Question

In: Accounting

It is January 2nd and senior management of Chester meets to determine their investment plan for...

It is January 2nd and senior management of Chester meets to determine their investment plan for the year. They decide to fully fund a plant and equipment purchase by issuing 75,000 shares of stock plus a new bond issue. Assume the stock can be issued at yesterday’s stock price ($32.24) and leverage changes to 2.7. Which of the following statements are true?

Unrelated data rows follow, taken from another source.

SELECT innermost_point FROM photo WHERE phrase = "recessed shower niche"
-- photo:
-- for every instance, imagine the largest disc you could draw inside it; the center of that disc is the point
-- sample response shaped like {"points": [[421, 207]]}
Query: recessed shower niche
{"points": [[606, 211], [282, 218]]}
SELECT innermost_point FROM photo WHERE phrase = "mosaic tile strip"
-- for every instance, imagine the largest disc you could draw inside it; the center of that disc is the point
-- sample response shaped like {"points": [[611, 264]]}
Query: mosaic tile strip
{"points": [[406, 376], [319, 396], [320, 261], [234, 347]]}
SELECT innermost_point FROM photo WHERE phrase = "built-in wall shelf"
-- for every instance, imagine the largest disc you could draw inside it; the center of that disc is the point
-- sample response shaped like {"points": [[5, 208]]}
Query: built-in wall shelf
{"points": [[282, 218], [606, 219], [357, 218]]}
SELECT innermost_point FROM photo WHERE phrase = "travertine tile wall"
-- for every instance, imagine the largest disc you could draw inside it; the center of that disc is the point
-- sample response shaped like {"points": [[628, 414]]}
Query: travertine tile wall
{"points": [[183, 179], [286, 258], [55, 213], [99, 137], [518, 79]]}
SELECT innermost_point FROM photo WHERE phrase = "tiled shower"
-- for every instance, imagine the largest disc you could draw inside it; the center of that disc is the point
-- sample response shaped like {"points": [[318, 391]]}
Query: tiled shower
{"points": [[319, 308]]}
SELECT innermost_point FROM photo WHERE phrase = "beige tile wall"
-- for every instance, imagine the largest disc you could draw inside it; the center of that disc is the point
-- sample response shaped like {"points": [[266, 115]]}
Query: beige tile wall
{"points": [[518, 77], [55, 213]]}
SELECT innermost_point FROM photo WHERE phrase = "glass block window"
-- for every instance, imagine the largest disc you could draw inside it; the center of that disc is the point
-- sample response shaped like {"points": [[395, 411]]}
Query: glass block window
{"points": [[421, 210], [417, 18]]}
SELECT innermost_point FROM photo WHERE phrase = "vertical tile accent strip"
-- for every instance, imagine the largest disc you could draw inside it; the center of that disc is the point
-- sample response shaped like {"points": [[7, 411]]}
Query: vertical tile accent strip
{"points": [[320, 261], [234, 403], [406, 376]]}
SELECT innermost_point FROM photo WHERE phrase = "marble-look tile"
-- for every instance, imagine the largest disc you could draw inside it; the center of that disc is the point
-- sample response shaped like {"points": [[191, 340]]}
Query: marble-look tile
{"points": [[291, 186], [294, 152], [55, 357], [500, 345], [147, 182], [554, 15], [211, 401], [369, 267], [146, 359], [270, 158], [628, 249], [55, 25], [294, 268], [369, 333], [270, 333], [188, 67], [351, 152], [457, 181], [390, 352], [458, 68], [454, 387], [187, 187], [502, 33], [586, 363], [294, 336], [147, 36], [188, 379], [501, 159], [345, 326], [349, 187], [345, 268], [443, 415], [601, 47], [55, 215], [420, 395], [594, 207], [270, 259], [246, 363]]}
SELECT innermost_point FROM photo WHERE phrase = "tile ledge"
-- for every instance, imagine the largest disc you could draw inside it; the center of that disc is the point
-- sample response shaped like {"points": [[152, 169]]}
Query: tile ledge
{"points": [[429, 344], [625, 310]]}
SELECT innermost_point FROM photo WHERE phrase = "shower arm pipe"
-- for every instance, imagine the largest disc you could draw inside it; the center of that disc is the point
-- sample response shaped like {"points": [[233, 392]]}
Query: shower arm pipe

Select all that apply.
Select: 3
Working capital will remain the same at $12,881,160
Total liabilities will be $137,871,901
The total investment for Chester will be $19,688,961
Total assets will rise to $214,795,765
Chester will issue stock totaling $2,418,000

Solutions

Expert Solution

Solution as follows:

Total Assets (given) - Total Liabilities (given) = Total Stockholders' Equity (plug)

214,795,765 – 137,871,901 = 76,923,864

New stock issued = 75,000 x 32.24 = 2,418,000

Total Stockholders' Equity (above) - New stock issued (above) = Old Stock

76,923,864 - 2,418,000= 74,505,864

Total Assets / Total Stockholders' Equity = Leverage

214,795,765/ 76,923,864 = 2.79, or 2.7

Since this gives us the desired leverage figure, we can be confident of TA, TSE, & TL.

True statements are:

1) Total liabilities = 137,871,901

2) Chester will issue new stock of $2,418,000

3) Total assets will rise to $214,795,765.